Many businesses start small but later grow into large, complex companies, such as a local bookstore turning into one of the largest retail bookstore chains in the country.
For many small business owners, however, such a rise would be a surprise and a massive challenge. Few people are prepared to grow a local company into a thriving medium-sized or large company. It takes a mix of organization, a good team and a scalable infrastructure to keep a business growing without losing focus.
Here are three things you need to do to grow your small business right.
1. Have a plan and a mission statement
It’s hard to do your job if you don’t have a clear idea of your responsibilities; it’s even harder to run a company if you don’t know what your company focuses on. When you start scaling your business, you must have an idea of where you are, where you want to be and how you’ll navigate between the two.
It’s like sailing: You wouldn’t try to cross the ocean without plotting your course and keeping track of where you are. Don’t let your company go adrift or run aground. Determine what you want your company to do and create a mission statement that encapsulates your company goals. Plan what you want your company to accomplish in the next year, five years and 10 years. Even if you stray slightly, you’ll still have a reference point.
2. Get the right people on your team
It’s easier to manage your company roster when you have one location and no more than a few dozen employees. It’s much more difficult to find great people when you grow too large to be a “small business” anymore. Your employees and managers have to know when and how to delegate common tasks so they can focus on their primary objectives.

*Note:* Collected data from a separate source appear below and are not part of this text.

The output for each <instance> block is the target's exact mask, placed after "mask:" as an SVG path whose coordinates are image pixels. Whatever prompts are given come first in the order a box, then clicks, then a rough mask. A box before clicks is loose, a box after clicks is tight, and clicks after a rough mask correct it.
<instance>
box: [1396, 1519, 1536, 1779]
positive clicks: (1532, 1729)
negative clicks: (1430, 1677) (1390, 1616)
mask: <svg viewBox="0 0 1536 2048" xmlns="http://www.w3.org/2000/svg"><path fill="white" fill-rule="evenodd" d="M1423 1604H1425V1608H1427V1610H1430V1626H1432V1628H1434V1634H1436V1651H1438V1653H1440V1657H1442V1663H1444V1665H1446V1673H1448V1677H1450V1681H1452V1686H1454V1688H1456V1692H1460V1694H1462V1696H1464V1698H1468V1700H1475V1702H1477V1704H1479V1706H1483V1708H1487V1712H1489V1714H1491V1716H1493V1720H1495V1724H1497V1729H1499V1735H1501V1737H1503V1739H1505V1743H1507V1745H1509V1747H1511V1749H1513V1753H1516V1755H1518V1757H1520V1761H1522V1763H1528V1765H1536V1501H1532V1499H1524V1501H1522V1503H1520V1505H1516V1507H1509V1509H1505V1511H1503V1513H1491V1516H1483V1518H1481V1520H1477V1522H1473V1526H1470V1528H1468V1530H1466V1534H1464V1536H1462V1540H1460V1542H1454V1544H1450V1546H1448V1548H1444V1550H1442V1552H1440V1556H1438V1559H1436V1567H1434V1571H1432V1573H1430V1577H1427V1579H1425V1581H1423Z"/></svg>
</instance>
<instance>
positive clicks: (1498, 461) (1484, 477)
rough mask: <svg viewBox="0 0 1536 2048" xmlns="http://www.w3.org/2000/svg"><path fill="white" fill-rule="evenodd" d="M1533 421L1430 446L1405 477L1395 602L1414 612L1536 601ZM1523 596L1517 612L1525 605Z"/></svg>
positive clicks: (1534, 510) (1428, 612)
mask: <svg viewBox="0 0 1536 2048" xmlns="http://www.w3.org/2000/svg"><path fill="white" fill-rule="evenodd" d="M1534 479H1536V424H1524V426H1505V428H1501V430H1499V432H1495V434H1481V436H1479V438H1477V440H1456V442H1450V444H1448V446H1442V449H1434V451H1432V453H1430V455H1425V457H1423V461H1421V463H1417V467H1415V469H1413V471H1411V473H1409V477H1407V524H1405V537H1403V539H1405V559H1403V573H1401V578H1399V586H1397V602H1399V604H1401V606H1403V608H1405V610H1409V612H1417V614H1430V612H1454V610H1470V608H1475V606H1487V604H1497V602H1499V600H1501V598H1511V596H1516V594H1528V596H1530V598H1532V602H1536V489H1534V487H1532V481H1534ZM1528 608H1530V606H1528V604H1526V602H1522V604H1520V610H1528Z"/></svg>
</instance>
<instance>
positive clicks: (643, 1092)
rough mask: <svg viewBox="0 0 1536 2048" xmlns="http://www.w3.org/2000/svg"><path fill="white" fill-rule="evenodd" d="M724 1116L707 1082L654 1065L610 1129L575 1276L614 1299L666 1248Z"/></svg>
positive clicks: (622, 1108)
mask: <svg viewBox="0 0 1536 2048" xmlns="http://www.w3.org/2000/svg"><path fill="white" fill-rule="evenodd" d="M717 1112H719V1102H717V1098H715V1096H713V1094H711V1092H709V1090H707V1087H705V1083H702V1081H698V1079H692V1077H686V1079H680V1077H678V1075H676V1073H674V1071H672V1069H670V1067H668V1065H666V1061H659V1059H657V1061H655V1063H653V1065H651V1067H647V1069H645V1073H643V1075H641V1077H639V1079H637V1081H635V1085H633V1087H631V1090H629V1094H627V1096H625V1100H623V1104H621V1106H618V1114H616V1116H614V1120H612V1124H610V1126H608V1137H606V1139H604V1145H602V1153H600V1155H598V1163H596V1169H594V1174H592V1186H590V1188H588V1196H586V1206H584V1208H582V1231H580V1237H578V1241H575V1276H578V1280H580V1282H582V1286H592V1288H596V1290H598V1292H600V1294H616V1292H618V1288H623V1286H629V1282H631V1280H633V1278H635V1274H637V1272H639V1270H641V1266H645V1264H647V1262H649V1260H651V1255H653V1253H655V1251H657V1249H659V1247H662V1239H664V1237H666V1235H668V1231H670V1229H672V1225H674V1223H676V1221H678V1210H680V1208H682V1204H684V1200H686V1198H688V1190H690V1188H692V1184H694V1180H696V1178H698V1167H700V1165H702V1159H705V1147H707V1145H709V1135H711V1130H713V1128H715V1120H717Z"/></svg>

It’s not just a matter of finding people who can do the work, either. If a new hire has the skills but doesn’t fit with your company’s culture, they’ll disengage and their work will become sloppy. Evaluate applicants based on how they interact with others. Implement peer lunches with candidates so you can get feedback from your employees before you extend an offer. Start relationships with industry influencers and thought leaders. Learn to rely on each other for staff recommendations. If you have an industry heavy hitter in your rolodex, it can help you find great talent much faster.
3. Prepare your infrastructure
If you rely on technology for your business, this is one of the most important and potentially expensive issues you’ll have to face. Don’t expect your needs to scale linearly. As you grow, you may need to start collecting new types of information, making your database needs scale aggressively. Unless you’re prepared to spend hundreds of thousands of dollars hiring a full-time IT staff to evaluate your needs, purchase new equipment, install it and manage it, you need to find a better solution.
Any cloud service you can find that does something you need will keep you from dealing with the headache of server management or paying for a full IT department later on. Find the right HR management software, customer relationship management (CRM) suite, and email service and you’ll have more time to focus on your core business.
These aren’t the only things you’ll need to scale your business effectively, but if you focus your early attention on them, it’ll be much easier to achieve everything else. Once you know where you are and how to get where you want to be, you can find the right people to help you get there. By setting up your infrastructure to scale early on, you can avoid IT-induced growing pains and make the technology underlying your business nearly invisible to your employees and clients.
Your ultimate goal is to develop an amazing, efficient company filled with talented people who love their job. Make whatever decisions you must to get there.